Most of the family history programs take up about the same space on a hard drive - not a lot in today's terms. About the same as a typical word processing program. The one I use takes about 300MB including config files and a PDF printer driver.

The big user of space is, or ought to be, your data.

The database associated with my one-name study takes under 60MB. The census images are nearly 2GB. I could back up the whole of the ONS, including pictures of churches and gravestones, to a DVD. There are however a load of files which are "associated", such as images of old maps, so my Genealogy folder takes a lot more than that.

Of course, these would take the same amount of space whichever software I used.

The likes of Ancestry want you to keep ALL your data on their site, because it then becomes THEIR data (it's in the terms and conditions). If you upload a photo of your grandmother, you give them permission to use that for any purpose they like. If another user decides that it is a photo of Marie Antoinette as she sailed with Christopher Columbus on Apollo 11 to discover Egypt, that does not breach their conditions. A lot of us believe that if it is your research, it should be under YOUR control.

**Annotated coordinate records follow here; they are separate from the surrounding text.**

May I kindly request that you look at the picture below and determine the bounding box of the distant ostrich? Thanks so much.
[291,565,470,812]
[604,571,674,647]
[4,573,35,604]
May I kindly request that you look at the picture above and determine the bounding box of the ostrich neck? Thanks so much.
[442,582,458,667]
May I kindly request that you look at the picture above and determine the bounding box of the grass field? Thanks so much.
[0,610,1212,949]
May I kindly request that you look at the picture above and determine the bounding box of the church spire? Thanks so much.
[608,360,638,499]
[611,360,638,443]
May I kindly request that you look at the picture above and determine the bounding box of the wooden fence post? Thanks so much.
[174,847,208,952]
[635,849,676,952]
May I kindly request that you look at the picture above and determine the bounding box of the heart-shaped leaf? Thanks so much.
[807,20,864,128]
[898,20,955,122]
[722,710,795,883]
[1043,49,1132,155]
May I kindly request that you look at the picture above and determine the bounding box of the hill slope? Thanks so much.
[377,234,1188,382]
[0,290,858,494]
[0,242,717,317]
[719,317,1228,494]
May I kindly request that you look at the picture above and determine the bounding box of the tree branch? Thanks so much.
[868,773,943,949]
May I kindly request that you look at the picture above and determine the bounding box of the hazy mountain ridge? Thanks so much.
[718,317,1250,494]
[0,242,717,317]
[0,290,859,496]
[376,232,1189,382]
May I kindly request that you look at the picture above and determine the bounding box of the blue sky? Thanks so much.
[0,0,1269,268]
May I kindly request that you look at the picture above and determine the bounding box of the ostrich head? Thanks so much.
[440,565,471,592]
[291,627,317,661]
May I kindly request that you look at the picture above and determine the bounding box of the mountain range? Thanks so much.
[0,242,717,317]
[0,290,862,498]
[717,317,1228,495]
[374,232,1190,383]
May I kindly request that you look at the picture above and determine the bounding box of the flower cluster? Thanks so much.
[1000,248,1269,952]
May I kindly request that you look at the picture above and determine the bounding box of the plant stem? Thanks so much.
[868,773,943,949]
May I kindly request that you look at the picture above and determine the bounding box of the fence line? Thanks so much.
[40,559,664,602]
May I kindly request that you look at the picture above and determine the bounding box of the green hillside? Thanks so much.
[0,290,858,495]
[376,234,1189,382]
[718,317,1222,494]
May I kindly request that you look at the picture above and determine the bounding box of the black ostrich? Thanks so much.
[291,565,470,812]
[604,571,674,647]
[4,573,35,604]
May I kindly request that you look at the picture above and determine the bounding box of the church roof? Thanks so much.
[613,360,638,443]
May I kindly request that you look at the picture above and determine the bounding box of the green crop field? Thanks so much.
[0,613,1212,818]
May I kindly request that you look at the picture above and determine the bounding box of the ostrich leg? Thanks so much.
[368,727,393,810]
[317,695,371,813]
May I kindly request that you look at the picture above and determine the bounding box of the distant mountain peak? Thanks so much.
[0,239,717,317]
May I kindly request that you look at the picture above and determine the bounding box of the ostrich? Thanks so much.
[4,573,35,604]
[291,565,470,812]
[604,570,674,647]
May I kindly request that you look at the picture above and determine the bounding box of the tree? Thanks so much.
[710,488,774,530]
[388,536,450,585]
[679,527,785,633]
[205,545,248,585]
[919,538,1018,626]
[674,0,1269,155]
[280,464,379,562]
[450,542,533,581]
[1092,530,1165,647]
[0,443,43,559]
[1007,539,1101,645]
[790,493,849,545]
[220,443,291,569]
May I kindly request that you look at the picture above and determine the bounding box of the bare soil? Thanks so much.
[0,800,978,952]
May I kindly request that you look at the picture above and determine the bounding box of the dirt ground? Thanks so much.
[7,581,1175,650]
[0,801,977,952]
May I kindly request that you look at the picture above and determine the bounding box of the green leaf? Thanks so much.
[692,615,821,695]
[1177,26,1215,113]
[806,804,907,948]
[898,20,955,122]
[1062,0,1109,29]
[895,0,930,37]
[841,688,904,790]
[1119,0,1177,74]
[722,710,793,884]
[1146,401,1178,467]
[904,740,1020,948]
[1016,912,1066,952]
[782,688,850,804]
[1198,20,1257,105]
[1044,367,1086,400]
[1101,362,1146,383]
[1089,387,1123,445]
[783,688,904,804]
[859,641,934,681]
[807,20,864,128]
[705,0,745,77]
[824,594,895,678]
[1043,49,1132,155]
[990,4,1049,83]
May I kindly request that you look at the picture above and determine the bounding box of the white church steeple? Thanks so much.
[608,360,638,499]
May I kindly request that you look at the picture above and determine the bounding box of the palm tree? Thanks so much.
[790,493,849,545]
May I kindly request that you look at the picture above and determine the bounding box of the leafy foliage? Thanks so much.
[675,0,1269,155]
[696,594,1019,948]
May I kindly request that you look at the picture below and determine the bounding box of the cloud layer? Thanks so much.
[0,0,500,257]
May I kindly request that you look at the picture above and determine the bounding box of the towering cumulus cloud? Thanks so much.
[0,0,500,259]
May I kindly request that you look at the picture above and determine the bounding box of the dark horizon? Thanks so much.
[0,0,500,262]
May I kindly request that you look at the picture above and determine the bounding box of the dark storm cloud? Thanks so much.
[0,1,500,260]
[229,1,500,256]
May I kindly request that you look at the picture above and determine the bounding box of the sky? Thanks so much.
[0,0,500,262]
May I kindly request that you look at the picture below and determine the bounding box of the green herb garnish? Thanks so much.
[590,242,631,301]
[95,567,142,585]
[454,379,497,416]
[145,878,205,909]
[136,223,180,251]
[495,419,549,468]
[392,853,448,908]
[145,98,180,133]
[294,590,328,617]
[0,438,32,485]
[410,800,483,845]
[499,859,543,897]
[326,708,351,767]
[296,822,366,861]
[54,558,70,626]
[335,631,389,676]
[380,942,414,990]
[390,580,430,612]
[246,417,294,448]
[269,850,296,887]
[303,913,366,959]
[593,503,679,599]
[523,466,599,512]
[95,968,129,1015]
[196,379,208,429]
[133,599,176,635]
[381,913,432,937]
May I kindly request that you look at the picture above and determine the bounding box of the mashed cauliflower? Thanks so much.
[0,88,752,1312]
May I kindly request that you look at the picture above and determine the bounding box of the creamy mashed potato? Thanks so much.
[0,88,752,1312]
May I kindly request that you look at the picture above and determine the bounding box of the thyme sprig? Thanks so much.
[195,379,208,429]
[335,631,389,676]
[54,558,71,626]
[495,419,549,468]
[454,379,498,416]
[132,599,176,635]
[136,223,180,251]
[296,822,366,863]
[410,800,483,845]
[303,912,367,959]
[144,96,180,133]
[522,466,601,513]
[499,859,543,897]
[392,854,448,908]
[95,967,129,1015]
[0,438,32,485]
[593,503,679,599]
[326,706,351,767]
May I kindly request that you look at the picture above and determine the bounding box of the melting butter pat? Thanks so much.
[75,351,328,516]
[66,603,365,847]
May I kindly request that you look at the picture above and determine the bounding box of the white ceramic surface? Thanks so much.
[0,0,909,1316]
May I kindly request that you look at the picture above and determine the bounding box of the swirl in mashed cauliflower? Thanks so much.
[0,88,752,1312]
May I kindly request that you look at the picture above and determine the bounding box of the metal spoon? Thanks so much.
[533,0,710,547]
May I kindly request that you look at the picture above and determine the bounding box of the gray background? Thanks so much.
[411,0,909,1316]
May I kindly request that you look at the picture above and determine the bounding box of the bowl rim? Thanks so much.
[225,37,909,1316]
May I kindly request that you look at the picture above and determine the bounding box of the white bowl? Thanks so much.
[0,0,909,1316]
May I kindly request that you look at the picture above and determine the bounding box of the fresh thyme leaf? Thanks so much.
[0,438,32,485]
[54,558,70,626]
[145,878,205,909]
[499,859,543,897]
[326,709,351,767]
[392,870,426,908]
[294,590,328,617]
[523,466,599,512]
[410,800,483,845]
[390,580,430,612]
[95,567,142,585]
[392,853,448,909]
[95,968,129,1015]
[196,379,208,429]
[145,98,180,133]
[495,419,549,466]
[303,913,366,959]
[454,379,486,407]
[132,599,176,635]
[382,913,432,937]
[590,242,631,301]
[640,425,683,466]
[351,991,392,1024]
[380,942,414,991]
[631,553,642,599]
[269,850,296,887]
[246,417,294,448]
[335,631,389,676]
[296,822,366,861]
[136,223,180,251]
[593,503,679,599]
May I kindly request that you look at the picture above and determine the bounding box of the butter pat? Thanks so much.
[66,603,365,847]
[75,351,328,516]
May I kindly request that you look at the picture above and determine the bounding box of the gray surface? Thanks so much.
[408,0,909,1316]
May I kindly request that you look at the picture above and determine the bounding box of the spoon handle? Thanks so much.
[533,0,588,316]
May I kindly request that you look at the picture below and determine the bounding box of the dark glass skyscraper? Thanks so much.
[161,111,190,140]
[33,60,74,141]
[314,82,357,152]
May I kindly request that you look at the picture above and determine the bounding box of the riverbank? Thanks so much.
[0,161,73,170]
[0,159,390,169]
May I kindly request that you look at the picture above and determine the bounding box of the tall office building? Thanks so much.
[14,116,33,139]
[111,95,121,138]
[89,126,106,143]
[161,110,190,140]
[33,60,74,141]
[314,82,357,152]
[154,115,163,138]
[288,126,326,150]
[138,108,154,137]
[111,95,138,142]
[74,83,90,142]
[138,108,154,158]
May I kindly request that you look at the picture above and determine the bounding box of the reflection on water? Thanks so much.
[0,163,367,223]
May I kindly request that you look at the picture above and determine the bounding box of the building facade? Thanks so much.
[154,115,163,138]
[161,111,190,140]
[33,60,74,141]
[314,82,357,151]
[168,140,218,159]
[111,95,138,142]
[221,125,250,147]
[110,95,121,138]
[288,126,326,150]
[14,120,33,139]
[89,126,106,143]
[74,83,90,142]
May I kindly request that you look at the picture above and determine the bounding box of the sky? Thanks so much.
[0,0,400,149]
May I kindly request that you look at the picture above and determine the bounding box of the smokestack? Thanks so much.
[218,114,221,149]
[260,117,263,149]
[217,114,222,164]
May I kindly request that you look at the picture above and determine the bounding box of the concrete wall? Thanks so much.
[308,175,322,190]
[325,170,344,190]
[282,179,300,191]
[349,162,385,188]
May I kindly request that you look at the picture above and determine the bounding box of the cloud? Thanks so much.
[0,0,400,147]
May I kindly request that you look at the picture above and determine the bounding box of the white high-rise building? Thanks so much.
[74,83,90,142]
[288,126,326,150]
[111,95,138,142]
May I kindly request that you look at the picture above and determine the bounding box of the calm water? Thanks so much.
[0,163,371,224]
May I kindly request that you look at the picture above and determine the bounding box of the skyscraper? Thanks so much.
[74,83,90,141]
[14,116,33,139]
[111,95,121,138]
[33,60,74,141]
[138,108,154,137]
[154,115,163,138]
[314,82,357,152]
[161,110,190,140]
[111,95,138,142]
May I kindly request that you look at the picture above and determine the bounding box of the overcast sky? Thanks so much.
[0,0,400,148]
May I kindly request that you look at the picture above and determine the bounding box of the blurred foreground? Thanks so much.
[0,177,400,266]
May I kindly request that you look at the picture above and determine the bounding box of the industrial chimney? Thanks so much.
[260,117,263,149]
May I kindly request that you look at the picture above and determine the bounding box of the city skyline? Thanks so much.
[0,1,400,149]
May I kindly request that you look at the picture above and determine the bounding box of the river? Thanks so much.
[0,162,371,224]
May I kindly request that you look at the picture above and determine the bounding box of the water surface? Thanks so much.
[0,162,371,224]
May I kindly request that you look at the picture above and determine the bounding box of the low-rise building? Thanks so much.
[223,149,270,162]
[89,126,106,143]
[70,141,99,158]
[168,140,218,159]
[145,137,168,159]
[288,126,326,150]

So try out several family history programs and see which work in a way you like. Nearly all of them have a "try before you buy" option. Try things out with a part of your tree that you know well, so you can see the effort needed to accomplish things like data entry. How does it deal with censuses? Does it cope with UK addresses and date formats (including things like 28 Jan 1740/1)? Does it make it easy to deal with source references? Does it produce the reports you want?

Whichever software you end up with, BACK UP YOUR RESEARCH !!  Back it up to somewhere that you trust. Back it up to somewhere where you can get it back following a disaster. Make sure that there is more than one copy of your efforts. There's a topic pinned to the top of this board. Read it and ACT!
Looking at ALSTON in south Ribble area, ALSTEAD and DONBAVAND/DUNBABIN etc. everywhere, HOWCROFT and MARSH in Bolton and Westhoughton, PICKERING in the Whitehaven area.